“The great secret of what, whence and whither shall yet be known. The dream of man’s perfection shall come true. You and I have read a few pages in the sealed book. For us the last enemy has been destroyed, the dark river bridged. We know there is no separation; that the dead are neither dead nor gone. This is the great secret of the universe.
“I think I understand what it means to see God. The more we see of Him, or It—the great principle of intelligence and love—in the atom, the insect, the human being or the angel, the nobler and sweeter will be our lives. All possible forms and modes of existence are expressions of himself. As Whitman says, ‘A mouse is miracle enough to stagger sextillions of infidels.’
“My lifelong dream of finding my own people shall be realized.
“My people, my own people—they who aspired, struggled and suffered—who came to their own, and whom their own so often refused to receive. They who first announced the truth in all ages, and were stoned and crucified. They who brought their divine gifts of poesy and prophecy, of art and science, of light in its thousand forms and laid them on the world’s ungrateful altar. My dear people, I see you in the far dim aisles of the past, and I see you toiling up the shining heights of the future, and know you for my own, my spiritual kindred, with whom I dwelt in pleasant and also difficult places ‘huge times ago,’ and with whom I shall yet mount and mount great steeps now unseen.
“Are not all, all our own people, each a manifestation of the great soul or self that is imaged in all other selves? But they who know how to love are more truly our own. They are farther on their upward journey. ‘For as many as are led by the spirit of love, these are the sons of God.’
“All philosophies, all religions, all literature that fail to lead us back to love, our central source—love, the essence and substance of life, the energy of the world, the potential, moving force of all that is or ever shall be, are vain and foolish.

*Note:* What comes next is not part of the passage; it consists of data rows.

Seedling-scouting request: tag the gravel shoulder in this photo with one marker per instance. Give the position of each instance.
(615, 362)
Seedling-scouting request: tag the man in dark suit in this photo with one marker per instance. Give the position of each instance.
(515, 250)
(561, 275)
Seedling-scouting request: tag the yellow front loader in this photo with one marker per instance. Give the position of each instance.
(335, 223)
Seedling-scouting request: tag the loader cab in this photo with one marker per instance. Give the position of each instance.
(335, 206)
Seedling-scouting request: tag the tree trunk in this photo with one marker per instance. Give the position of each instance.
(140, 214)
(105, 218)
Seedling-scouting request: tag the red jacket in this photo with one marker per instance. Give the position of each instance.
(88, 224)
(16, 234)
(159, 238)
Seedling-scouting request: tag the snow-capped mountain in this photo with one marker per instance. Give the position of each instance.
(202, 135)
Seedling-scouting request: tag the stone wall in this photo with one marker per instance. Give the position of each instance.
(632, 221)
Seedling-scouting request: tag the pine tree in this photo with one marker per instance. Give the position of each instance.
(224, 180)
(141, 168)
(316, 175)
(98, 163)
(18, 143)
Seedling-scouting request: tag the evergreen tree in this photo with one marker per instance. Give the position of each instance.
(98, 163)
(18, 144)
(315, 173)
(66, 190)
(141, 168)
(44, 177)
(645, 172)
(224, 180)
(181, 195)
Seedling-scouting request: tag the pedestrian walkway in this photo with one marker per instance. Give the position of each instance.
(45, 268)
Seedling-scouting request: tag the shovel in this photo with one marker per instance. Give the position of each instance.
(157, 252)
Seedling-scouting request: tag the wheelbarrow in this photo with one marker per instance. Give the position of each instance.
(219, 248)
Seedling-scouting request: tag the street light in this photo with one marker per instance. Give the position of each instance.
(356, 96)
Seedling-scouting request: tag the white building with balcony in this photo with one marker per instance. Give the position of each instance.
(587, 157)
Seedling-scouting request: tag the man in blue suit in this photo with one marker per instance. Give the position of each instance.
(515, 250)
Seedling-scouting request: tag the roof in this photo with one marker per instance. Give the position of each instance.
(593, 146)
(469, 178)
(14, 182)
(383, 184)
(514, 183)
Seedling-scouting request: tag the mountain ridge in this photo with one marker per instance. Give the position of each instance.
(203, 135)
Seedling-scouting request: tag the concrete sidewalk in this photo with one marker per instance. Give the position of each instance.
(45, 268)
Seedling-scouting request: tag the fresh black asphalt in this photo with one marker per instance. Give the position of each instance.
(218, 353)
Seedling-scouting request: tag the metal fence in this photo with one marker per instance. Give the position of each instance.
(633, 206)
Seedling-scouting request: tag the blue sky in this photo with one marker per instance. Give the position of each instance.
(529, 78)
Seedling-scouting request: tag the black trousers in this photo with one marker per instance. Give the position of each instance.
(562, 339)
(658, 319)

“Only to love one another. This is the whole law. This is what we are always longing and hunting for, though we give it many names and see it through many veils and in many shapes. But it is love, only love, the greatest and simplest thing in the world.
“Once I read a story of an Oriental magician who performed miraculous cures. When one whom he had healed asked his name that he might mention it in his prayers, he answered: ‘I have many names, but they all mean the same—Love.’
“Love is all there is. Everything else is only an appearance or phantom. My search for my own people was but the search for love, yet how many mirages I saw, into how many pits I stumbled before I came in sight of its temple!
“But the love that opens the kingdom of Heaven, like the love of God, is ‘broader than the measure of man’s mind.’ It is the love of God—for it is the love of all that is. We know not love until we see ourselves one with the whole, without division and without difference, until we see every man as our brother and every woman as our sister and every child as our own, or better, as ourselves.